Он поморщился. «Да Господь с тобой, милый друг, неужто не знаешь, в какой сплин могут вогнать ум и бессилие, соединенные в одном человеке», – словно говорило его лицо.
– Тезка, а какой там смысл? Из чего там состоит жизнь? Заработать деньжат и что-нибудь на них купить… смысл-то в чем? Где он? И ничего переменить невозможно, хоть волком вой…
– Там и здесь Бог один.
– Ну да, ну да… А жизнь все равно состоит из пастбища и стойла. Здесь хоть не такое однообразие. Ты знаешь, я когда-то мечтал стать истинным европейцем. Как ты думаешь, какое место в городе крутит и вертит жизнью истинного европейца, словно детской игрушкой?
– Работа?
– О-о-о… нет. Нынешний европеец представляет собой существо ленивое, к тому же четко разделяющее понятия «хорошо», «интересно», «нравится» и «работа». Все лучшее начинается в обеденный перерыв и продолжается после работы. Имя этому самому лучшему – кафе. Или пивной бар. Там можно передохнуть за кружечкой пива или чашечкой кофе. Там можно почитать газету. Там можно обговорить детали сделки. Туда приглашают на первое свидание, да и на второе, третье, пятое… Там встречаются, чтобы поболтать с приятелями и подружками. Там объясняются в любви и делают предложение. Там получают инфаркт от последней чашечки кофе или последней кружечки пива. И даже когда нет никакого повода пойти в кафе, европеец идет в кафе. Он ходил туда всю неделю, но на уикэнде почему-то отправляются туда же. И он сидит у окна или под зонтиком на улице и задумчиво пьет кофе.

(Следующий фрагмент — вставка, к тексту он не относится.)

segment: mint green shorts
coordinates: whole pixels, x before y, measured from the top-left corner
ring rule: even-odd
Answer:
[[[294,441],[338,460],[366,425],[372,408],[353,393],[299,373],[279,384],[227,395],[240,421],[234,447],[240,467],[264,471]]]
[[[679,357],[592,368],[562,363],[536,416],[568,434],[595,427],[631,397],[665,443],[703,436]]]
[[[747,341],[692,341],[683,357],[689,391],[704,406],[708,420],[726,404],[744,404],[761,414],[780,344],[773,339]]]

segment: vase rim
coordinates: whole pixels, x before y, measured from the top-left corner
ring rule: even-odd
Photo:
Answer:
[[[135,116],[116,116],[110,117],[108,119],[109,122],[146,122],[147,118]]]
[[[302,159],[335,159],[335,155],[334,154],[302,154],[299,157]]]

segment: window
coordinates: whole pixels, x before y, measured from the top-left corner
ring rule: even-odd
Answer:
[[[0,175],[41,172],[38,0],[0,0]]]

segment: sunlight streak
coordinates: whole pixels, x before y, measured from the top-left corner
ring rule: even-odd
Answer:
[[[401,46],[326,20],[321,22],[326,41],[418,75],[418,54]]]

Вид у него такой, будто внутри дух взбирается на невиданные высоты, а чашечка кофе – ерунда, предлог сесть и предаться размышлениям о судьбах мира и тайнах души…

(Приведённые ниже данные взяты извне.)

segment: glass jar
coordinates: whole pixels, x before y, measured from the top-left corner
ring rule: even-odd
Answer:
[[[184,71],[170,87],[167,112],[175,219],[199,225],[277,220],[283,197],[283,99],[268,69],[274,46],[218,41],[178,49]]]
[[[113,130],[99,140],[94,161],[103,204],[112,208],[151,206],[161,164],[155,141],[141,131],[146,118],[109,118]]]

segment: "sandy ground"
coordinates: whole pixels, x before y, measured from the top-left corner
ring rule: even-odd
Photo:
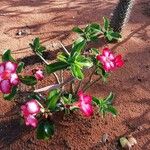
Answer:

Тут мне представился Миша Никифоров, одетый пидажчно и галстучно, сидящий в кафе, да потягивающий кофеёк с видом истинного мудреца. О соленых он на самом деле огурчиках думает или не о соленых? Или даже не об огурчиках?
– …а на самом деле мысленно сводит баланс доходов и расходов за неделю…
Какая же я тетеря! Огурчики… Люди о серьезных вещах размышляют.
– Тезка! – восклицает вдруг Никифоров таким трагическим голосом, что сладкоголосый певун, мирно выпасающий наседок, тревожно вскидывает гребешок, решая вопрос: опасные мы люди или просто шумное хулиганье? – Тезка! Ведь смертная же скука – быть истинным европейцем! Да и довольно дорого. Со временем ловишь себя на противоестественным мыслях: как бы сделаться из начальников управления начальником департамента? С такими-то деньгами можно посещать кафе города Рима или города Парижа… Ка-акая пакость! Знаешь, когда у меня все переворачиваться начало?
– Нет.
– Хочешь, расскажу?
– Да в общем-то, тоже нет…
– Вот и отлично! Слушай же. Поехал я как-то в Мадрид – бессмысленно тратить деньги. В течение трех дней обедал в одном и том же кафе на узкой улочке, названия которой хоть убей… А еще я тамс утра пил кофе. И вечером – еще разок. Кафе называлось «Санта Анна», оно было маленьким, и в нем еще было… то ли окно, то витрина… не знаю, как назвать. На окне – гравировка в виде замка, очень красиво. Через дырочки в гравировке видно дома на противоположной стороне улицы. И точь-в-точь напротив окна-витрины наблюдалось… другое окно-витрина, опять же с гравировкой. Очень каравеллистый корабль. А за витриной иное кафе, называется оно «Пинта», у самой каравеллы сидит господин в дорогом сером пиджаке и пялится на меня. Приходит примерно в то же время, что и я, плюс-минус пять минут. Пьет кофе и пялится. Одет как я. Да еще и лицо его, насколько я мог разглядеть, будто… будто… джазовая аранжировка моего. Нет-нет, никакой мистики. Не до такой степени. Не как двойники и не как близнецы. Но определенное сходство есть.